It was Dr. King’s work during the Birmingham protests in 1963 that earned him national acclaim. Nowhere was the civil rights movement met with such open, government-sanctioned violence as Birmingham. During this time, Dr. King wrote one of the most important documents of the 20th Century, “Letter from Birmingham Jail,” where he defended his organization’s presence in Birmingham. In defending protestors who came from out of state, he argued famously that “injustice anywhere is a threat to justice everywhere” and that there could be no delay in having his group’s demands met. The city eventually caved in to most of Dr. King’s demands and agreed to desegregate Birmingham.

It’s important to remember that it was not simply the South where Dr. King’s message was met with violence. In 1966, Dr. King sought to end discriminatory housing practices in Chicago, and his marches were met with the same (if not greater) violence than in the South. The resistance to economic justice was every bit as threatening to the power structures of the North as in the South. As Dr.
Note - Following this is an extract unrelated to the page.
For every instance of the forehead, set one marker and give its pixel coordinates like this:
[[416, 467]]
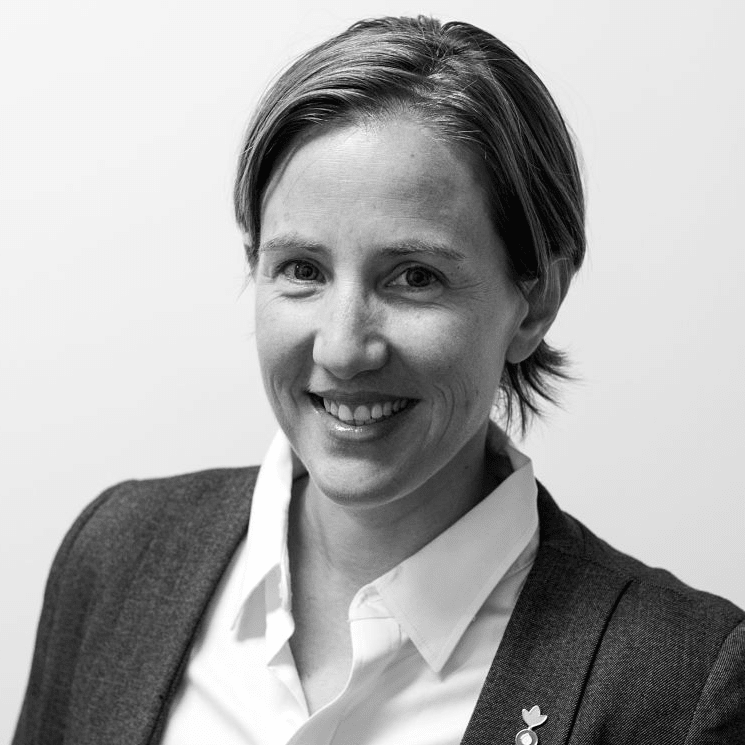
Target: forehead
[[395, 175]]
King was quick to point out, the abuses of power know no geographic boundaries.

In 1968, Dr. King was assassinated. He was in Memphis to help organize African-American public employees who were being paid less and forbidden to work as many hours as whites.

He was 39.

Dr. King’s dream has progressed since his death. The quality of life and freedoms afforded to African-American men and women are the best they have been in American history. That we twice elevated an African-American to the office of the Presidency is both a celebration of that progress and a keen reminder of the unevenness of that progress. We can point to expanded economic opportunity or greater access to education or more representation in the halls of power, but those all come tinged with the knowledge that these are only a fraction of what Dr. King ultimately demanded. 

For Dr. King, it was not simply about securing the vote for African-Americans or ending the more visible signs of segregation. It was about full acceptance into every aspect of American society. It was about earning as much as whites, having the same housing opportunities as whites–becoming equal partners in the American experiment. That we still have so many politicians who can channel an opposition of Dr. King’s agenda into a hatred of “government” or “welfare” or “liberals” speaks to how ingrained into our society the flaws of our forefathers still are.

I am not opposed to a smaller government or a smaller welfare state, but sometimes, these positions are simply a mask for denying political power to the kind of people Dr. King sought to elevate. We do great disservice to this nation to uphold the man that Dr. King was, but allow ourselves to fall prey to this new incarnation of racial indifference, where so many deny others from having the basic social and economic security that they themselves would never tolerate not having.   

Still, the progress Dr. King and others brought upon this nation ought to give us great comfort. Dr. King’s story is uniquely celebrated for very good reason: his blueprint for racial equality was one that rejected violence and hatred, and it is one that we’ve seen replicated with success throughout the world. Throughout human history, the oppressed and downtrodden had their political rights acknowledged only after wars and widespread violence. Certainly, the 20th century up to that point suggested that African-Americans would only receive full political rights after militarizing and meeting violence with violence. But Dr. King (as did his role model, Mahatma Gandhi) showed that a revolution could be won by people with no guns, with little money, and with very little established political power. That this message has become so intertwined with the American story, and that Dr. King now stands with our nation’s founding fathers in the molding of this nation–it is one of the great triumphs in American history.


A few years ago, my wife and I visited the King Memorial shortly after it opened in Washington, DC. As we walked around, I found myself looking less at the memorial itself and more at where the memorial was positioned on the Mall.

The King Memorial stands across the Tidal Basin from the Jefferson Memorial. Over your shoulder is the World War II Memorial. High above it all stands the pointed top of the Washington Memorial. Through a patch of trees and over the Reflecting Pool are the stairs to the Lincoln Memorial, where Dr. King himself delivered the seminal speech of the civil rights movement.

After thinking all this, I could not help but laugh. Among these physical manifestations of our nation’s highest ideals and proudest accomplishments stands the stern bust of Dr. Martin Luther King, Jr. 

And I thought to myself, “This is a miracle. A complete and utter miracle.”